Immanuel
Acts 26:15–23
“Then I asked, ‘Who are You, Lord?’ “ ‘I am Jesus, whom you are persecuting,’ the Lord replied. ‘Now get up and stand on your feet. I have appeared to you to appoint you as a servant and as a witness of what you have seen and will see of Me. I will rescue you from your own people and from the Gentiles. I am sending you to them to open their eyes and turn them from darkness to light, and from the power of Satan to God, so that they may receive forgiveness of sins and a place among those who are sanctified by faith in Me.’ “So then, King Agrippa, I was not disobedient to the vision from heaven. First to those in Damascus, then to those in Jerusalem and in all Judea, and then to the Gentiles, I preached that they should repent and turn to God and demonstrate their repentance by their deeds. That is why some Jews seized me in the temple courts and tried to kill me. But God has helped me to this very day; so I stand here and testify to small and great alike. I am saying nothing beyond what the prophets and Moses said would happen—that the Messiah would suffer and, as the first to rise from the dead, would bring the message of light to His own people and to the Gentiles.”

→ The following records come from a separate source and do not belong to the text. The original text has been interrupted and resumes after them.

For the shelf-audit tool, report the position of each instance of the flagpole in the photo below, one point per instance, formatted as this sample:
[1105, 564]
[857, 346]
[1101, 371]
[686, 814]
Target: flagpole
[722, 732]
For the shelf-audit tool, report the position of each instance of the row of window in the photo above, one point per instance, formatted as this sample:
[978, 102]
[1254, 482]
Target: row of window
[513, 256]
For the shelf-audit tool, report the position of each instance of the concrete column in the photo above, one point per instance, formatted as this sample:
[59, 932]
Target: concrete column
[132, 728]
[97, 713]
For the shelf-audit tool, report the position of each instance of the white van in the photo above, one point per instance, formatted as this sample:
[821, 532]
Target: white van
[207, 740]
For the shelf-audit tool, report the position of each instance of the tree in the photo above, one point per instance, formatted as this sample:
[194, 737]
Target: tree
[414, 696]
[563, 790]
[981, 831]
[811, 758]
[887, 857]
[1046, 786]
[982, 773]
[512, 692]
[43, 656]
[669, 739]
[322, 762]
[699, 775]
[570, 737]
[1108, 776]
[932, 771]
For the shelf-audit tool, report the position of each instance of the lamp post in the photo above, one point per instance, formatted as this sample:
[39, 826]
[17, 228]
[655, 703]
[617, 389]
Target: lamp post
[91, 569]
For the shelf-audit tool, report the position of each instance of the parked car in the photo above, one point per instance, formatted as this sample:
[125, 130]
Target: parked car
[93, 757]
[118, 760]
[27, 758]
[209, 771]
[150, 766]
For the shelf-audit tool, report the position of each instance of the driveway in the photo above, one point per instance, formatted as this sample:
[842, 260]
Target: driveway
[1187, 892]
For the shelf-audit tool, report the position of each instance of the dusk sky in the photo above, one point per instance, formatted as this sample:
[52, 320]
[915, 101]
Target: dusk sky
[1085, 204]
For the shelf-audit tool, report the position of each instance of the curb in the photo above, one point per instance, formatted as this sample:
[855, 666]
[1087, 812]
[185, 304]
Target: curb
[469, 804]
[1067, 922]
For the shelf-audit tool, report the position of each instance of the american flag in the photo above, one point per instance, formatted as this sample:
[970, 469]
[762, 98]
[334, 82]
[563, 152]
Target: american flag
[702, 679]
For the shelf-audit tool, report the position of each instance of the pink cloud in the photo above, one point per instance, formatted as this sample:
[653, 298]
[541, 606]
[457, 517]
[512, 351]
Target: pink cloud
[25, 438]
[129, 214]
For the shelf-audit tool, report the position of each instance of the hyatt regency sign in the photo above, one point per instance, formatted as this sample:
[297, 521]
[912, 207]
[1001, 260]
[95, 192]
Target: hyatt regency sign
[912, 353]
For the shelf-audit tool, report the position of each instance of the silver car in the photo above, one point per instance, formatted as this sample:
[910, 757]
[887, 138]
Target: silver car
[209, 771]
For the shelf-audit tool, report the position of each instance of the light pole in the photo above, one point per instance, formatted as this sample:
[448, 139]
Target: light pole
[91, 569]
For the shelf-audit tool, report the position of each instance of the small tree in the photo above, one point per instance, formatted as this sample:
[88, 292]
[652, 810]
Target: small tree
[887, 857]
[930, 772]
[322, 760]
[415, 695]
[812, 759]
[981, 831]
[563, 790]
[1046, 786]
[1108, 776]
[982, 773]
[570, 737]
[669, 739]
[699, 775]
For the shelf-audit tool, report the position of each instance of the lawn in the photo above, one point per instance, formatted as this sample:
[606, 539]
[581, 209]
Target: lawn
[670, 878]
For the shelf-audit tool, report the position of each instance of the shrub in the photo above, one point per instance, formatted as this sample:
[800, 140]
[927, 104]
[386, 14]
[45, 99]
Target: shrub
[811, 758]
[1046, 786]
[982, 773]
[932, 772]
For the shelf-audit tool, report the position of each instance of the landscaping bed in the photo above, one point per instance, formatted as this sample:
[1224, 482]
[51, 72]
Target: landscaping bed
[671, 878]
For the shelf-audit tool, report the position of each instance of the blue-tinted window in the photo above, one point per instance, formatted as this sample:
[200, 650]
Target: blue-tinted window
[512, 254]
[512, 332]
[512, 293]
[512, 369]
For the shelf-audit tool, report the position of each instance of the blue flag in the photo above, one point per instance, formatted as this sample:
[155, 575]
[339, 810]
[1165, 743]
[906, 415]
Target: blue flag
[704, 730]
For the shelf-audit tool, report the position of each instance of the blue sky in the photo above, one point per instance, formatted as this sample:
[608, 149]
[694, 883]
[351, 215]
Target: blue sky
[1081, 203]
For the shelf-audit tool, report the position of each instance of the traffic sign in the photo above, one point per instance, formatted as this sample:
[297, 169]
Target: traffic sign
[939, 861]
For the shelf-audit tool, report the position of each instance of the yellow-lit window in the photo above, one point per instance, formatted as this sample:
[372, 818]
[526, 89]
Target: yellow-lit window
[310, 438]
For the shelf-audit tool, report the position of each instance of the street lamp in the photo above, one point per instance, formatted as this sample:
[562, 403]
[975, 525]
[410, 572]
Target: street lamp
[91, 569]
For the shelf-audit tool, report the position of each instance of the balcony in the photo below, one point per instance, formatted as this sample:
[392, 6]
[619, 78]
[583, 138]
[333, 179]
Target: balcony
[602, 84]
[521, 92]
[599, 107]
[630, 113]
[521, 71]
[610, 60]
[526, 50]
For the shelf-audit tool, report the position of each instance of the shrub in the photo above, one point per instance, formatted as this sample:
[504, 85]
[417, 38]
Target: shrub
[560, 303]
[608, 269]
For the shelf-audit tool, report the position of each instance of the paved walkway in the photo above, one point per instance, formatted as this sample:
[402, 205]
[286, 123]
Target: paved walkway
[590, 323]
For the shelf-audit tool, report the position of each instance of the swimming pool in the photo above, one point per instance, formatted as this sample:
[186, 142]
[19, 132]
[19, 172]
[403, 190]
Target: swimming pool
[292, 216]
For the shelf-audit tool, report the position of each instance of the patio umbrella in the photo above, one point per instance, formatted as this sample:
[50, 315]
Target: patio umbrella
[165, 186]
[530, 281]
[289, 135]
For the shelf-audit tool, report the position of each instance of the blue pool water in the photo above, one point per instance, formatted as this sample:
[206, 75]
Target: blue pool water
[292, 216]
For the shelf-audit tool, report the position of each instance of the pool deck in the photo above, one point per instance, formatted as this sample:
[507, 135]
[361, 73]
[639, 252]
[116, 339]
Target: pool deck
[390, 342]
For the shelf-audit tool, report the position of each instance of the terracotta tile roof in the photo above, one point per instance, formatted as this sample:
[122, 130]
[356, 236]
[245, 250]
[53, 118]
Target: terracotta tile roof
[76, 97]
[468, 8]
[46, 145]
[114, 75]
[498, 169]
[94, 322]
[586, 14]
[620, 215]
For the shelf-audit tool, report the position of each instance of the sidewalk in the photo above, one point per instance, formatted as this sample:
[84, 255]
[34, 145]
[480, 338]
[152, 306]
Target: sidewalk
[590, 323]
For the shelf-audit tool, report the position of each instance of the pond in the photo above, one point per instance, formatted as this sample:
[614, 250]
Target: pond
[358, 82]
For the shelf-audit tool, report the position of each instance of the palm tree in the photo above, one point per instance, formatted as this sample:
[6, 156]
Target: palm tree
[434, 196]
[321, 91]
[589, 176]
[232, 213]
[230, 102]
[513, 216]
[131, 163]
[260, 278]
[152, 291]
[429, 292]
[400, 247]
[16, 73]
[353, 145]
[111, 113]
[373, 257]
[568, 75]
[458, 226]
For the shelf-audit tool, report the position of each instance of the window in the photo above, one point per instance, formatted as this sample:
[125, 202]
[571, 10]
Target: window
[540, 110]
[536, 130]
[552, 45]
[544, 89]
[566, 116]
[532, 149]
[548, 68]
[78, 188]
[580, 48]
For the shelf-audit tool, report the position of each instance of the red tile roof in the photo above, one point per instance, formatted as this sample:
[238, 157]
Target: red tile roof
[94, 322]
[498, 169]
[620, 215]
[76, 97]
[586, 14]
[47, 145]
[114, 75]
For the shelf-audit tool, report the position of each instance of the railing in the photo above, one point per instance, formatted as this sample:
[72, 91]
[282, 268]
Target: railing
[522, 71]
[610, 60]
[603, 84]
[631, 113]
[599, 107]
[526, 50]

“He said to them, "This is what I told you while I was still with you: Everything must be fulfilled that is written about me in the Law of Moses, the Prophets and the Psalms. Then He opened their minds so they could understand the Scriptures. He told them, "This is what is written: The Christ will suffer and rise from the dead on the third day, and repentance and forgiveness of sins will be preached in his name to all nations, beginning at Jerusalem. You are witnesses of these things. I am going to send you what My Father has promised; but stay in the city until you have been clothed with power from on high (Luke 24:44–49).” American church historian Jaroslav Pelikan points out that all the early Christians shared the conviction that salvation was the work of a being no less than Lord of heaven and earth and that the redeemer was God Himself. He observes that the oldest Christian sermon, the oldest account of a Christian martyr, the oldest pagan report of the church, and the oldest liturgical prayer all refer to Christ as Lord and God. He concludes, “Clearly it was the message of what the church believed and taught that ‘God’ was an appropriate name for Jesus Christ.” This is what the Apostle Paul we see is on trial for (v. 22, and for what he is planned to be murdered, v. 21) and this very (apparently offensive and dangerous) message is what we proclaim before all peoples and all authorities, that Jesus Christ alone is the Messiah, and is literally Immanuel, God with us (Isa 7:14) who created the vast universe, who owns the heavens and the earth and everything in it (Psa 89:11) and has come to save and redeem us in His love from the depths of the fallen human condition, the image and glory of God (Gen 1:27), broken by sin. The Word was God from the beginning and Made Himself flesh and dwelt among us full of grace and truth (John 1:1–2, 14).